P. P. Burke Vice-President, Calgary

J. H. McLeod General Chairman, Calgary

R. Proulx Vice-President, Ottawa

AWARD OF THE ARBITRATOR

At the end of his run at 14:35 on April 23, 1983, Spare Trainman D. R. Fast booked rest until 0600 the following morning. The grievor's decision to book off was done in accordance with article 26, clause (a) of the collective agreement which reads as follows:

A trainman will not be required to leave a terminal until he has had at least 8 hours' rest if desired, but such rest must be booked on the train register when going off duty. In no case, if rest is booked at the terminal, shall it be for less than five hours.

At 2350 on April 23 Trainman Fast was asked to accept a call to deadhead to Prince Albert to work an 0630 yard assignment. Apparently two colleagues who were called to do the same assignment were unavailable. It is coamon ground that the grievor refused to answer the call. He simply took the position that he had properly booked off on rest until 0600 the following morning. Despite the Employer's warning that appropriate disciplinary action would follow his refusal, the grievor was not persuaded to report. Accordingly the grievor was assessed 10 demerit marks for his alleged insubordination.

The Trade Union has taken the position that pursuant to article 26 (a) of the collective agreement the grievor was entitled to assess his condition and make a determination whether "at least 8 hours rest" was sufficient to enable him to report for work. In light the lack of sleep the grievor incurred since he booked off earlier that day and owing to the unanticipated call to report for work, the grievor properly determined that "at least 8 hours rest" was not enough. The Trade Union argued quite vigorously that it remains a part of the employee's own discretion, pursuant to article 26 (a), to decide whether he is sufficiently fit to report for work after the eight hour minimum rest period guaranteed under that provision has elapsed.

I find no merit in that position. I agree that an employee who books rest under article 26 (a) is guaranteed " at least eight hours rest". After the expiry of eight hours he must be ready, particularly in manpower emergencies, to respond to an Employer's call to report for duty. In other words, the eight hour rest period represents a minimum guarantee that cannot be undermined by the Employer manpower concerns. The phrase "at least eight hours rest" is not however an invitation enabling the employee to assess whether he is fit to report for work after an eight hour period of rest has elapsed.

Indeed, this position seems to be reinforced, as the Employer submitted, under article 37, clause (d) (3) (b) (i) of the collective agreement which reads in part:

... the latter condition does not preclude the calling of an employee for duty after expiration of 8 hours' rest if no other spare employee is available for duty.

Even though I do not accept the Trade Union's interpretation of article 26 (a) of the collective agreement, I do find some merit in the grievor's particular situation in the representations that underlied its argument.
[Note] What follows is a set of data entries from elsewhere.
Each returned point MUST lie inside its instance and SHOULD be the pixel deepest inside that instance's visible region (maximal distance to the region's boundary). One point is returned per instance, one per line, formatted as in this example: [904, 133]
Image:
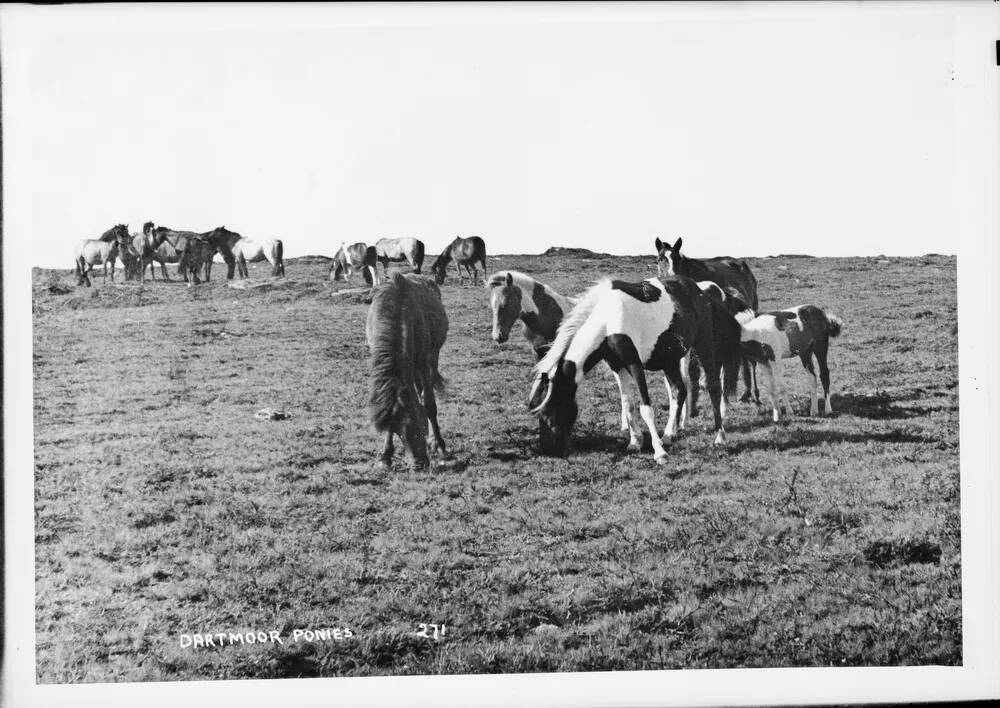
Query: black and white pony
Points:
[517, 296]
[405, 330]
[798, 331]
[357, 256]
[466, 252]
[730, 274]
[634, 327]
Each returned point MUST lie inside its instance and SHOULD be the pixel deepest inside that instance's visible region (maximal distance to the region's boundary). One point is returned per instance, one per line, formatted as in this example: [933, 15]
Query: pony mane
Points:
[571, 325]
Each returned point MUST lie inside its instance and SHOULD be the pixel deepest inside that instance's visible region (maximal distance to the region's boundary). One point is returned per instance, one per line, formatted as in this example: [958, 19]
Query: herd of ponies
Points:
[697, 323]
[193, 252]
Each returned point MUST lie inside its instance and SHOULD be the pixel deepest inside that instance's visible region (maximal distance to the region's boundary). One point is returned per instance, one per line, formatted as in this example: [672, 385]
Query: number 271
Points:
[438, 630]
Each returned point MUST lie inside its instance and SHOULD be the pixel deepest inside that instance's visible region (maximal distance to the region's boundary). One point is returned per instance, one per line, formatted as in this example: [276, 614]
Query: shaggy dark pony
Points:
[406, 328]
[732, 275]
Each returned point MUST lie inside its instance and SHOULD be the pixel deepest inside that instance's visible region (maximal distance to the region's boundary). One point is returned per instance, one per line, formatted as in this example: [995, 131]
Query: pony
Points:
[357, 256]
[727, 343]
[197, 256]
[141, 251]
[173, 249]
[727, 273]
[514, 296]
[800, 331]
[634, 327]
[398, 250]
[255, 251]
[103, 250]
[405, 329]
[465, 252]
[165, 253]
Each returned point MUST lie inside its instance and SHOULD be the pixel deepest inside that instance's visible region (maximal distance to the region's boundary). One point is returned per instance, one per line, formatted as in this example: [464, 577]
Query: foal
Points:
[798, 331]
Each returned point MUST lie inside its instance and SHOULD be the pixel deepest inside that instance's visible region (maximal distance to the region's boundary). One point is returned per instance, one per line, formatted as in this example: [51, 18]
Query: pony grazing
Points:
[465, 252]
[357, 256]
[515, 296]
[727, 273]
[798, 331]
[272, 250]
[405, 330]
[103, 250]
[400, 250]
[634, 327]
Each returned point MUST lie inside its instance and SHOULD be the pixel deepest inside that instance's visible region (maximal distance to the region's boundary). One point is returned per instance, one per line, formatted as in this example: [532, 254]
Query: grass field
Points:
[165, 508]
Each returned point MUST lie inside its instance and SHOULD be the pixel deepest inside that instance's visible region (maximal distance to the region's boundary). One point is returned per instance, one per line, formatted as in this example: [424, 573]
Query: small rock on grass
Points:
[271, 414]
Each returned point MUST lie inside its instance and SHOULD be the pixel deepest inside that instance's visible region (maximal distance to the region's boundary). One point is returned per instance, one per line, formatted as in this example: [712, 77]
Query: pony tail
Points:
[279, 250]
[834, 325]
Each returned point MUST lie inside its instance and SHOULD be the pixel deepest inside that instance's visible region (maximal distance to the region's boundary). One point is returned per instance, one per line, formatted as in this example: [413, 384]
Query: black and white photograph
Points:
[562, 354]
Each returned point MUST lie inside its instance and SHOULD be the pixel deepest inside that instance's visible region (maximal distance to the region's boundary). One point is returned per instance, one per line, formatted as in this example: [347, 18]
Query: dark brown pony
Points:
[465, 252]
[400, 250]
[727, 273]
[357, 256]
[220, 239]
[406, 328]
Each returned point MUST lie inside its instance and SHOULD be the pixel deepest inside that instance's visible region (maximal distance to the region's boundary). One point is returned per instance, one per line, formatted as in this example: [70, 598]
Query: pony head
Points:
[440, 270]
[122, 236]
[505, 301]
[668, 258]
[553, 400]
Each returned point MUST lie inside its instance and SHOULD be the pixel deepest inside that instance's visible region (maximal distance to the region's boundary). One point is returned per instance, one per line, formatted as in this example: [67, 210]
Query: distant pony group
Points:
[193, 252]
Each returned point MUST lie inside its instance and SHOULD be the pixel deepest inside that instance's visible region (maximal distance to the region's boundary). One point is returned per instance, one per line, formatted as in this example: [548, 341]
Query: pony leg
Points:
[674, 386]
[713, 373]
[646, 412]
[806, 358]
[772, 389]
[628, 420]
[434, 441]
[824, 374]
[779, 384]
[385, 457]
[687, 410]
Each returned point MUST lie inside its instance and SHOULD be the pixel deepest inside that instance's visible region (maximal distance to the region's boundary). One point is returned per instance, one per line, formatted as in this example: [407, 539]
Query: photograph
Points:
[500, 354]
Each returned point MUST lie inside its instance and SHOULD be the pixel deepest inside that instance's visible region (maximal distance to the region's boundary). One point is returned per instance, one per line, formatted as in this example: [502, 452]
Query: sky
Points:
[827, 130]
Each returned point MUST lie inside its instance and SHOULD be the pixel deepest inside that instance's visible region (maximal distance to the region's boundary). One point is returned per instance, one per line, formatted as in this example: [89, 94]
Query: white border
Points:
[977, 26]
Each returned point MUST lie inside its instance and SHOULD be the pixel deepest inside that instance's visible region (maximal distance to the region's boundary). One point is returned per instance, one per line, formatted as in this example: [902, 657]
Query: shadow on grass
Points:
[792, 438]
[877, 406]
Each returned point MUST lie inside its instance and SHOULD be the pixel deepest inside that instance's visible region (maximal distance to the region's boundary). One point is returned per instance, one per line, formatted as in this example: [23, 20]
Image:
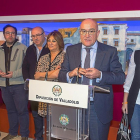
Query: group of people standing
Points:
[95, 64]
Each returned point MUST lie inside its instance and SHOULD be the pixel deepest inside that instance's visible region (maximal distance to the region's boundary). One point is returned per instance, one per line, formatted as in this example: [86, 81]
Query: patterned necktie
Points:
[86, 65]
[85, 79]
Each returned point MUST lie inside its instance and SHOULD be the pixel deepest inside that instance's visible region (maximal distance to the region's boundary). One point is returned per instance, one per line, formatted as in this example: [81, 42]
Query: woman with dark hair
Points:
[131, 100]
[49, 65]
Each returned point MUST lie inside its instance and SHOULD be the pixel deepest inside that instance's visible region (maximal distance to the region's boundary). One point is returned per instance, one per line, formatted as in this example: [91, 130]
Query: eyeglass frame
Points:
[8, 33]
[94, 31]
[37, 35]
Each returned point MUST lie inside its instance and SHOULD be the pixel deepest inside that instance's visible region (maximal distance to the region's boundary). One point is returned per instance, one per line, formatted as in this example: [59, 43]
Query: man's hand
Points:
[92, 73]
[2, 73]
[37, 75]
[75, 72]
[9, 75]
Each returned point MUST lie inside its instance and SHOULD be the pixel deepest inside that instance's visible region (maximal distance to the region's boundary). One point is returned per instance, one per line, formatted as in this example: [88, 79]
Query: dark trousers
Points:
[38, 121]
[16, 101]
[97, 130]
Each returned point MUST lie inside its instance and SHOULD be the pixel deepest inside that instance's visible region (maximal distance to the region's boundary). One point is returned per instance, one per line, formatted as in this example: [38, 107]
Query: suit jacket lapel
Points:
[100, 54]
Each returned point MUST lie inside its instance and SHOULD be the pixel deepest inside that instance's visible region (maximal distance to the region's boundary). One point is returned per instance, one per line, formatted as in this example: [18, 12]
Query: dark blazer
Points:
[106, 61]
[135, 86]
[29, 66]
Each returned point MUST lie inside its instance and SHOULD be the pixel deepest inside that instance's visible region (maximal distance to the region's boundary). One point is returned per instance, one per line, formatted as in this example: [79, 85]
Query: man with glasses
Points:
[12, 54]
[95, 64]
[34, 52]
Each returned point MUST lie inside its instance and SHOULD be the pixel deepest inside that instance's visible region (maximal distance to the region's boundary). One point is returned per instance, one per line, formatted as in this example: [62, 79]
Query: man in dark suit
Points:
[33, 54]
[99, 66]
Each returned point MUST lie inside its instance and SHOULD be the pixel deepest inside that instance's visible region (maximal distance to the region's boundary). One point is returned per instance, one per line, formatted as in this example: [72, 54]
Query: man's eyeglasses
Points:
[8, 33]
[37, 35]
[90, 32]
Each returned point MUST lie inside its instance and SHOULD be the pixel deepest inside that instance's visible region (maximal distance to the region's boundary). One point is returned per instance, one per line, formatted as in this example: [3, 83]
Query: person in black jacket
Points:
[33, 54]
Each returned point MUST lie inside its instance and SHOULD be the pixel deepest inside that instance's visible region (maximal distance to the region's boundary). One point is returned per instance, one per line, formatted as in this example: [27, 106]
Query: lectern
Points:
[67, 110]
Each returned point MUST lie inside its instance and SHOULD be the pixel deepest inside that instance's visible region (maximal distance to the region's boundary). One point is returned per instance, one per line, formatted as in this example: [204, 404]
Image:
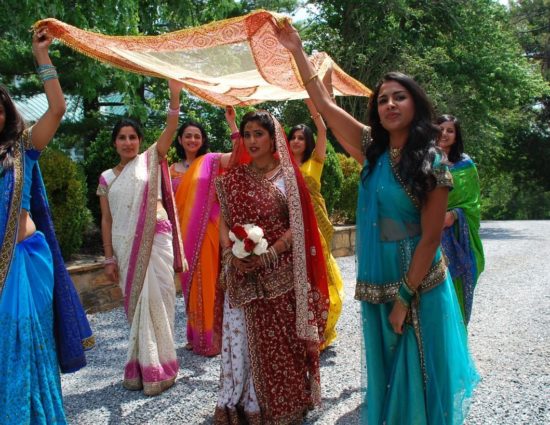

It is common ground that had the grievor answered the call he would have gone approximately 36 hours without sleep at the completion of his shift the following day. In my view that situation would have clearly represented a safety hazard to himself, his colleagues and the general public. Indeed, in reaching this conclusron it is an irrelevant consideration whether the grievor should have slept the eight hours he was off duty prior to the Employer's call or whether he is duty bound to anticipate such calls. I am satisfied that had he reported for work in answer to the call, he would have represented a direct threat to safety.

Accordingly, I am satisfied that considerations with respect to safety are excepted from the arbitral principle that an employee should obey his Employer and grieve an objection to complying with an order at a later date. Albeit the grievor may have appeared insubordinate when contacted by the Employer, he had good cause to resist the call. For that reason the Employer was without just cause for discipline. Accordingly, the Employer is directed to remove the ten demerit marks from the grievor's record.